Our biggest single gripe with its pictures concerns its pretty dreadful 100Hz processing system. This does smooth away judder and reduce resolution loss over moving objects as you would hope, but it only does so at the expense of some of the most prominent and excessive unwanted side effects we’ve seen. There are smeary haloes around moving objects, there’s flickering over very fast areas of motion, and bright contoured edges around moving objects can ‘glimmer’ at you in a most unnatural fashion.
Not surprisingly, this all had us quickly heading into the onscreen menus to turn the 100Hz processing off. Only it turned out that no such option exists. We couldn’t actually turn the offending processing system off. Yikes.
A call to Kogan confirmed that we weren’t missing anything - though it also elicited a response from Kogan to the effect that a firmware update was in the offing that would add an option to turn the 100Hz feature off. However, we haven’t been able to test this for ourselves, and since the update can only be introduced via USB, we can’t help but wonder if it will really find its way onto existing stocks of the TV.
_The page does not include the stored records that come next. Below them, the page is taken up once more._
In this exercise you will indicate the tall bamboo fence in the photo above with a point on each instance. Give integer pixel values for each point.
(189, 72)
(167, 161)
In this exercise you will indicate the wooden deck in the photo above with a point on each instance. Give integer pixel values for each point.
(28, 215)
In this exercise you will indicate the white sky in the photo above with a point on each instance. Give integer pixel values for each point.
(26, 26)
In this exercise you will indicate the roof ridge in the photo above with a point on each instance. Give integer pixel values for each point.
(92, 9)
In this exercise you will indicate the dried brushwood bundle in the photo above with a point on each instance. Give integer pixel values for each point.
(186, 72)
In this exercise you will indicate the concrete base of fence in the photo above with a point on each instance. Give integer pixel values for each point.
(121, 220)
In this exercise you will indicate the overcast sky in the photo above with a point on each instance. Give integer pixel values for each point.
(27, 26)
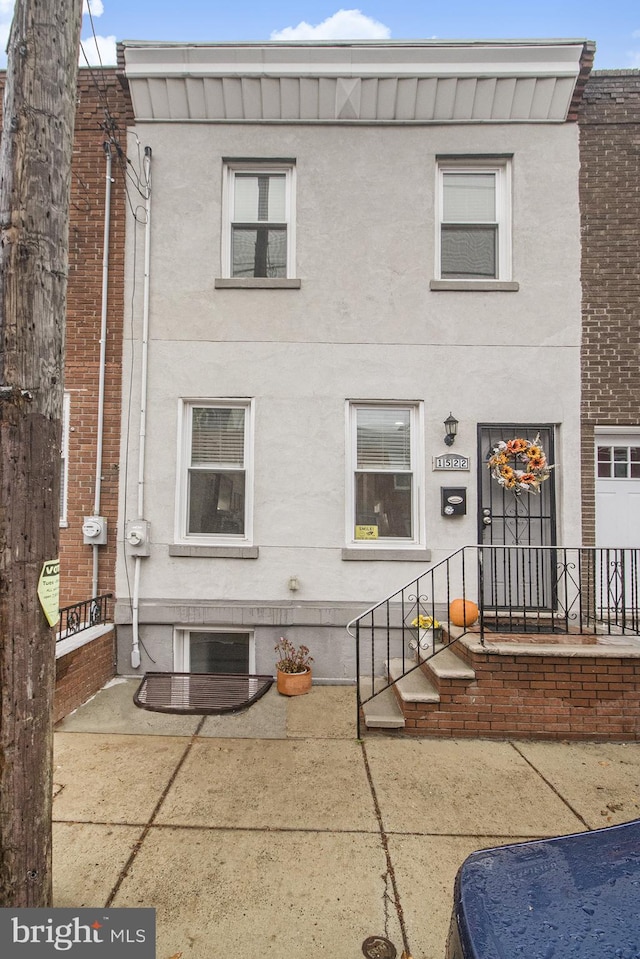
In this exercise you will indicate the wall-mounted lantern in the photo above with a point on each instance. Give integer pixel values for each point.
(451, 428)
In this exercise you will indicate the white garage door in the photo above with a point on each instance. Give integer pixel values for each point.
(618, 489)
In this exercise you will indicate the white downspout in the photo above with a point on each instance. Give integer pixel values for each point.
(103, 359)
(135, 646)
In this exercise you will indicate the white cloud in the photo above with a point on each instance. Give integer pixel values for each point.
(96, 7)
(343, 25)
(106, 45)
(98, 50)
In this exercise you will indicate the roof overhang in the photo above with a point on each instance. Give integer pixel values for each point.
(361, 82)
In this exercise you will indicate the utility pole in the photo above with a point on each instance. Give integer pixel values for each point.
(35, 173)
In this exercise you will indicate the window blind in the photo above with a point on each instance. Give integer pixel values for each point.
(217, 437)
(383, 439)
(469, 198)
(259, 198)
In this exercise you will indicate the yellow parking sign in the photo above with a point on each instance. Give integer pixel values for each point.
(49, 590)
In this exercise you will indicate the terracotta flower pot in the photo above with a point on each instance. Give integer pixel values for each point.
(462, 612)
(293, 684)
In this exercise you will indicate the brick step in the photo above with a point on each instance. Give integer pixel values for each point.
(447, 666)
(413, 688)
(383, 712)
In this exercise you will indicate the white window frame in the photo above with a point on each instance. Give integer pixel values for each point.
(501, 168)
(186, 406)
(64, 459)
(181, 648)
(258, 167)
(417, 456)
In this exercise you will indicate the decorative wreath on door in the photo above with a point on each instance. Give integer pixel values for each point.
(519, 465)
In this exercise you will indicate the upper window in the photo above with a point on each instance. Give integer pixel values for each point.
(215, 493)
(258, 221)
(474, 234)
(385, 473)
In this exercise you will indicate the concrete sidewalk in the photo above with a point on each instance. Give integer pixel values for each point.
(275, 833)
In any case, such amateurish nonsense is hardly the sort of thing Kogan really wants to be doing when trying to conquer a new market. In fact, not including 100Hz deactivation on an on-sale TV is such a fundamental "fail" that it has to make you wonder just how well Kogan really understands what’s going on inside its own branded TVs.
It didn’t help during our review, either, that the online instructions manual for the TV (you don’t get a paper one) turned out to be for the wrong model. Grrr. Talk about not making a good first impression...
Another issue with the Kogan 55in model’s pictures will sound familiar to regular readers. For as with many edge-lit 55in TVs, the picture is a little prone to areas of backlight inconsistency. Each corner of the image during dark scenes betrays a small jet of light shooting in for an inch or two over the image - a phenomenon that’s clearly quite distracting at times.
These obvious corner ‘jets’ are joined, moreover, by subtler areas of inconsistency elsewhere during dark scenes. You can reduce the impact of this issue if you make sure you reduce the sets brightness considerably, to barely a third of its maximum setting. However, the brightness point at which the backlight inconsistencies disappear also happens to be the point at which shadow detailing in dark scenes tends to be squeezed out of view.
The Kogan struggles with colours too, on not one but two levels. First, colour tones don’t look especially natural for video viewing, no matter what we tried with the basic colour management system. People on screen, in particular, look like they been doused in an orange-toned fake tan, or else they look like they’re ready to throw up.
The other problem is that colours don’t appear with any real precision in terms either of the range of tones the screen can produce, or the way they’re blended. As a result, where there should be subtle differences in a colour’s tone across an area of the picture, you tend to get the impression of just a single, flat expanse of the same colour. This turns skin tones into plastic, and makes some video sources look cartoony.